Actually that is reasonable to say you should pay all expenses as you have the higher income and he gets 3 days a month - that isn't being a Dad or having a real relationship. If you wanted them to have a relationship you'd encourage more time, have shared custody and treated the stepmom nicer. You choose to send food. They have food there but you raised a brat.
Anonymous
Anonymous wrote:Your son is rude not to make an effort with her and food. You sound really obnoxious. No you should not give them money but you should be kind and more supportive.


Not sure what you're smoking, but it must be some good stuff.

No way would I be making my kid eat fattening food he doesn't even like - as a TEEN - because it was cooked by a random woman his dad shacked up with and decided to give all his money to instead of paying his share to raise his kid.
Anonymous
Anonymous wrote:
Anonymous wrote:
Anonymous wrote:
Anonymous wrote:
Anonymous wrote:
Anonymous wrote:
Anonymous wrote:You should be providing support. I don’t understand why you didn’t before,


Wait, why should I support them? They are not my blood...

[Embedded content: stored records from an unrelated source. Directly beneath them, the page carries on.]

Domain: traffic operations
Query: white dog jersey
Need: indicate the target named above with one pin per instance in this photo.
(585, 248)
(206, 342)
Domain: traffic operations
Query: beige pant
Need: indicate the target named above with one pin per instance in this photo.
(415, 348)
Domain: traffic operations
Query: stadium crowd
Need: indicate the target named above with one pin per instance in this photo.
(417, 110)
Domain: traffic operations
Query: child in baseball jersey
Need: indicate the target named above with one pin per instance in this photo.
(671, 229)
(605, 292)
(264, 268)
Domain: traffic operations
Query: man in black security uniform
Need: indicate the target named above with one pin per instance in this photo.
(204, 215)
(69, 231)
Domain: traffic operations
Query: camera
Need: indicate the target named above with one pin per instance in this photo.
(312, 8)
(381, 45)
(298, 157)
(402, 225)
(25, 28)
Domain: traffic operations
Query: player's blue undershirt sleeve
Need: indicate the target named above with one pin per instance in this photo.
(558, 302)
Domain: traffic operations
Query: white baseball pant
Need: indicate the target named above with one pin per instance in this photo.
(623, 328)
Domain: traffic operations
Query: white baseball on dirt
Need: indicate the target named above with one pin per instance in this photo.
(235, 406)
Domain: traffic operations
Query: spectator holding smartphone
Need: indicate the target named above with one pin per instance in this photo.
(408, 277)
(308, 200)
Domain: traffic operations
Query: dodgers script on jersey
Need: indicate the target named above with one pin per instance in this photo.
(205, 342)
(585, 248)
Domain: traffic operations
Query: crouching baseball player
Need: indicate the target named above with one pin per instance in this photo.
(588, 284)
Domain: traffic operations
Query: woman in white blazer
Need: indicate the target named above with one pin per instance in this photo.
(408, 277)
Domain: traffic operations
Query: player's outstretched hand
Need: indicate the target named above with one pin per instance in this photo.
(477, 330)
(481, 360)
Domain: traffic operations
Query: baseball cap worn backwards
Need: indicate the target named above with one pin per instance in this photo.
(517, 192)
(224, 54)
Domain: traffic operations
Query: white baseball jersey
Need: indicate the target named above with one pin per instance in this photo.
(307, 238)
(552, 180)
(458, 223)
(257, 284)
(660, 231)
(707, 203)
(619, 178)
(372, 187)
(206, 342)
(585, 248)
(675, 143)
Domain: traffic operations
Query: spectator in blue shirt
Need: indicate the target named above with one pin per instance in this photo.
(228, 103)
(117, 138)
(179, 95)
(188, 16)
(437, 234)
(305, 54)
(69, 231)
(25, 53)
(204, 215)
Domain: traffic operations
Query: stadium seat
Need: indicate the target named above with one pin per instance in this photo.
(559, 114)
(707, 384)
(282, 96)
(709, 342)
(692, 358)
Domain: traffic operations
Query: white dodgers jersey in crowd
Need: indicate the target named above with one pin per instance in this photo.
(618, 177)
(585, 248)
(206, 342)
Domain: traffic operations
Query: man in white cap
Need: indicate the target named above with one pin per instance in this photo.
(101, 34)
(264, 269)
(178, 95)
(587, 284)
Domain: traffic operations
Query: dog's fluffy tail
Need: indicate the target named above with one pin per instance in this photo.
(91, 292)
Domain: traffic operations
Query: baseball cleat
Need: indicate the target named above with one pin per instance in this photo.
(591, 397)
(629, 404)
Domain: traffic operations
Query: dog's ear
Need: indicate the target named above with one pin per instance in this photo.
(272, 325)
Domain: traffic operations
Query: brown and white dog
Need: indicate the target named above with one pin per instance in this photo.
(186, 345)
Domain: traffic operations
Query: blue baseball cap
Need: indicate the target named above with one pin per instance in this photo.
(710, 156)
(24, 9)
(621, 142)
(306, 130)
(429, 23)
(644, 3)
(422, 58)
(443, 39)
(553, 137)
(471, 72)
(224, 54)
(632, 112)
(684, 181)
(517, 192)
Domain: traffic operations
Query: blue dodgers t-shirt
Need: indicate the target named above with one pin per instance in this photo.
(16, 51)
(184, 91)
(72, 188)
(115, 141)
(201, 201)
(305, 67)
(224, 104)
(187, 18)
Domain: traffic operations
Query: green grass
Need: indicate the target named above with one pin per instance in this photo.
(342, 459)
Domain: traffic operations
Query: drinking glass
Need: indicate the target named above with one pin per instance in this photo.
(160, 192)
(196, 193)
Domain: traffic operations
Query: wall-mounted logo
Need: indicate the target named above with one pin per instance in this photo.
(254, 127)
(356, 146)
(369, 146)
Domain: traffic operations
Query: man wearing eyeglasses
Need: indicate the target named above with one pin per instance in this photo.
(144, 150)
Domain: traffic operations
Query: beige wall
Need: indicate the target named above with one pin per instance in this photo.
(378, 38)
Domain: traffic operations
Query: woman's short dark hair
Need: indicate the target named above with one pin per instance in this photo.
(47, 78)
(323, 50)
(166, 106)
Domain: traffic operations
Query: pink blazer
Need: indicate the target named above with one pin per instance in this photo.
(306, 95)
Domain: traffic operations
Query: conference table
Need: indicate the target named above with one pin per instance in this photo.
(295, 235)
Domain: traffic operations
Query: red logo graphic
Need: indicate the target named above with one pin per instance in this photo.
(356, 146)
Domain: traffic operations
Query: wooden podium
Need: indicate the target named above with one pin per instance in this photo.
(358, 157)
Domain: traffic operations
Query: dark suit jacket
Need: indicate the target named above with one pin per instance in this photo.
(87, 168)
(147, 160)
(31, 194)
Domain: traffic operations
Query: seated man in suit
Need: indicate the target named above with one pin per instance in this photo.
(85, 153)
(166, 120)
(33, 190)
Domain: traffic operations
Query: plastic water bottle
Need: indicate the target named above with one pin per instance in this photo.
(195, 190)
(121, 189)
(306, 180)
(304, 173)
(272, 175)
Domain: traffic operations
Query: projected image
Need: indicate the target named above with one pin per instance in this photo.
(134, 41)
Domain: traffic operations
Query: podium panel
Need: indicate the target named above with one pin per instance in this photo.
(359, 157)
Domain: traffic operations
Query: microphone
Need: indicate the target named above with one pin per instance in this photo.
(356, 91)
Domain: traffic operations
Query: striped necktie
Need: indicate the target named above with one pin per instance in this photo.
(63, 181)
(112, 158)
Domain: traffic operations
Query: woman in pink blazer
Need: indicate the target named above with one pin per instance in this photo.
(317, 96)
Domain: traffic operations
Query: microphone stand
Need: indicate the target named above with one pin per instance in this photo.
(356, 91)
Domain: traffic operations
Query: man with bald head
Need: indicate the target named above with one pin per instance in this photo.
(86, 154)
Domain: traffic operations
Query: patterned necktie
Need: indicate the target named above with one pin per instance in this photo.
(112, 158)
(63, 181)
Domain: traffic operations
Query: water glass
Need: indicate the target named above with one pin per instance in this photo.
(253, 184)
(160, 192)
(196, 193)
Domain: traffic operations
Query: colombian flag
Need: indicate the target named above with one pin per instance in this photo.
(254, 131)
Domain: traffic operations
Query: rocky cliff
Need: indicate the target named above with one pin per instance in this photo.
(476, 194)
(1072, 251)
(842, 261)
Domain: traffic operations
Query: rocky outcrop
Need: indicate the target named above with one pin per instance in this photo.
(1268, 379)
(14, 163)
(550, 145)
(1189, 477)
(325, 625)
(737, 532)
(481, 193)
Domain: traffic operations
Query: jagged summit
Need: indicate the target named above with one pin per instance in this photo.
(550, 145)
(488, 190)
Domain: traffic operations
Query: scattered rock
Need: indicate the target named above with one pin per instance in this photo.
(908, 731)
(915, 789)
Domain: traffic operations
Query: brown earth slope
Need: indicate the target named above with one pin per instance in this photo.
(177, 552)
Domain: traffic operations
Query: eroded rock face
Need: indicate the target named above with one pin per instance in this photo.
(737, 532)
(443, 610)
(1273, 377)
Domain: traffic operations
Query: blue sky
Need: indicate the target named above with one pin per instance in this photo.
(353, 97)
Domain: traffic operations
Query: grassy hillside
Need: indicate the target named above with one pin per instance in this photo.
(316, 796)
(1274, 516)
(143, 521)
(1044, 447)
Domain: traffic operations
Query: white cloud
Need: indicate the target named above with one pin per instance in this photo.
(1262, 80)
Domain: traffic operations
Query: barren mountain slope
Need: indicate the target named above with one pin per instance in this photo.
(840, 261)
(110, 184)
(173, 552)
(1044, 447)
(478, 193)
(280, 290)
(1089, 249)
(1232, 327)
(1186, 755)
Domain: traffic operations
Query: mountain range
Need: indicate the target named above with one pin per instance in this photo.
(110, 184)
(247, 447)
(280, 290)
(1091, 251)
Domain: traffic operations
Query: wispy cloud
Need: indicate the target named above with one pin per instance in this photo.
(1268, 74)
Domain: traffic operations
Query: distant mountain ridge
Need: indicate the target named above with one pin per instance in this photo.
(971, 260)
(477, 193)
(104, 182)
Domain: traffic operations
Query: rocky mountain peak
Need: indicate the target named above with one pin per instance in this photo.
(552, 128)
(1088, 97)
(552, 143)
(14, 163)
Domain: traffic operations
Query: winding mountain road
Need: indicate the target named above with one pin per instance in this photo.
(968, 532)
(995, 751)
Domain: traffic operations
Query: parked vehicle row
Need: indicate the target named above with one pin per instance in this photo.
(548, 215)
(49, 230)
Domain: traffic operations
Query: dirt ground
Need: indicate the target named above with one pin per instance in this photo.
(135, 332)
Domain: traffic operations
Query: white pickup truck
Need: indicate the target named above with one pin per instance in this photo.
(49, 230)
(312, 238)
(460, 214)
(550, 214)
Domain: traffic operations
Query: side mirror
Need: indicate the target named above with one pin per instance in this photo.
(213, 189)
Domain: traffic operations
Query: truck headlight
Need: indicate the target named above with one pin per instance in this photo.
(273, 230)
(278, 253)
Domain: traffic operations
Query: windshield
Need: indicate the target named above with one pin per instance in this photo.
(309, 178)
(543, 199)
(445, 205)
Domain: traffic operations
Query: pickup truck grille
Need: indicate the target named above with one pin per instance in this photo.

Your son is not your blood? I’m confused. Support for the non custodial parent as you out earn him.


Why would OP provide support when the other parent has no custody and the child only occasionally visits?


Sounds like visitation was regular before Covid. Yes she should be paying child support. It’s meant to equalize the difference in the incomes for the child.


Visitation was twice a month. What expenses do I have to pay for him? He comes fully clothed and with his own food. Should I pay "room and board"?

He doesn't pay for camps, vacations, etc. When we were divorcing, that's what HE actually proposed: "you get the full custody but I don't have to pay. YOU provide for him, but I still want to see him". Fair and square. So why again am I supposed to "equalize the income difference"?

He went to college. He went to grad school. He has a security clearance. Not my fault he didn't want to seek a higher paying employment.


Actually that is reasonable to say you should pay all expenses as you have the higher income and he gets 3 days a month - that isn't being a Dad or having a real relationship. If you wanted them to have a relationship you'd encourage more time, have shared custody and treated the stepmom nicer. You choose to send food. They have food there but you raised a brat.


I didn't hear OP complaining about paying all the kid's expenses. She was just making the case that she owes the father exactly nothing.